Sent from my DROID3 using Tapatalk 2
 
Last edited:
i agree that you probably lost a bit of rack travel through starwheel adjustments, spring change, or the AFC being slid back

sometimes you cant always have the best of both worlds tuning an afc, you may have it tuned perfect for down low, but having the afc full back is like removing 1/4 of an inch of pre-boost screw.... so it will feel better, because the gov arm will be stopped earlier, but it may limit full travel
 
I did slide the housing back about halfway, so I'm guessing that is probably what it is. I will also check the diaphragm just for peace of mind. Thanks for the suggestions guys.
 
did you take some material off the barrel of the foot? you can get more than enough travel even with the housing slid forward to max the rack out.
 
TThe exhaust is a lot cleaner throughout the whole rpm range, but I will sacrifice a little top end power for the drivability I gained.
 
I honestly can't remember if I have trimmed the barrel on the foot or not. I know I did on the pump that was on the truck previously, but I will have to look to be positive.
 
If you do some slight modification the the afc you can run it all the way to the rear and still clear the arm at full rack travel. be carefull how much you crowd it at the back though. With the afc all the way back and the pre-boost screw backed out of the way mine won't rev above an idle when you put it in gear. About 1/2 a turn on the pre-boost screw and it's good to go.
 
Spring choice comes in big when the afc is all the way back as well. Lots of springs will allow good low boost control but bind and not allow full rack with the afc full rack.
 
What spring would you guys suggest? It still has the stock 215 hp spring in it right now, would stiffer be better?
 
if you have a regulator, set it to half and full psi for what you run, that way you can try different springs and see what works perfect, and you can adjust the star wheel perfectly too. I dont think there is one perfect spring, just have to play around with it.
 
If you do some slight modification the the afc you can run it all the way to the rear and still clear the arm at full rack travel. be carefull how much you crowd it at the back though. With the afc all the way back and the pre-boost screw backed out of the way mine won't rev above an idle when you put it in gear. About 1/2 a turn on the pre-boost screw and it's good to go.

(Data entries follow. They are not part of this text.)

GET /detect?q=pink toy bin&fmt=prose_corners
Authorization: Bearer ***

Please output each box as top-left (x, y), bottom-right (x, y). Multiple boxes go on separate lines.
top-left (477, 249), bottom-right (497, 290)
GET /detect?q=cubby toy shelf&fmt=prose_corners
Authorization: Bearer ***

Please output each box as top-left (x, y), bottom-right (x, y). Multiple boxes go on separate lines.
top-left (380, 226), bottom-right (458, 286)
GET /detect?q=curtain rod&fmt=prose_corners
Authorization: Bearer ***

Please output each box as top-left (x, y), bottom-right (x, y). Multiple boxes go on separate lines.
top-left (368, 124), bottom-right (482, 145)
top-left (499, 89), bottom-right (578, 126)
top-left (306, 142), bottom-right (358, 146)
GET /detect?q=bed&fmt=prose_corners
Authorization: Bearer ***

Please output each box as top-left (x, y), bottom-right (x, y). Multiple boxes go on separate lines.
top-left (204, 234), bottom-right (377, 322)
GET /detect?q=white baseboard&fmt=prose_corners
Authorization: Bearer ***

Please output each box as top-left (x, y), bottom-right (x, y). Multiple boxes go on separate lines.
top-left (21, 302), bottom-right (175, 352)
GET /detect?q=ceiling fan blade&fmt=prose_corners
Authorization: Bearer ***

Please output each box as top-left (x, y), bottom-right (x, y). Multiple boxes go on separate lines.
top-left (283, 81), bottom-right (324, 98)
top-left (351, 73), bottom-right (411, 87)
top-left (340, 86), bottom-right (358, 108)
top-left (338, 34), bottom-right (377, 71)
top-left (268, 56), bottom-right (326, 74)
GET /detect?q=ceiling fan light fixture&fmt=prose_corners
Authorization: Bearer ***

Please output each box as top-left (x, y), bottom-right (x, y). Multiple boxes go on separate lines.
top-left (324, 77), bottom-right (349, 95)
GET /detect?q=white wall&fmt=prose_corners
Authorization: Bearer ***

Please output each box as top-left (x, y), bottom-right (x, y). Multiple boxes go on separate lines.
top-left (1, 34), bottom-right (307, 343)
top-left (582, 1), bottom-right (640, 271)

Mine won't even start all the way back lol. Never figured it out, so I just added preboost.
 
What spring would you guys suggest? It still has the stock 215 hp spring in it right now, would stiffer be better?

i have found a 175 industrial engine gov spring works well... but they are not exactly plentiful.

they are good length, and not fully open untill about 45 psi. about half open at 20
 
I have my AFC setup for max travel, and use a light spring on the diaphram. Then I have a boost elbow on the back of the afc and an adjustable needle valve in cab. I can dial it in while driving. Open the needle valve gives you full power, then you can gradually close it all the way to valet mode. With it connected and the AFC off, I used shop air for to make some calibration marks. IE.... full travel @ 40psi, 60psi and etc.
 
That boost elbow is a good idea. I may try to rig up something very close to your set up. Sure beats trying to find a spring that gives you full travel at the desired psi without binding up, which by the way is what was happening in my situation. I ended up stretching the stock 215 spring, and now it doesn't go full travel until north of 65 psi somewhere, which does me no good either. I would like somethimg that goes full travel around 45 psi.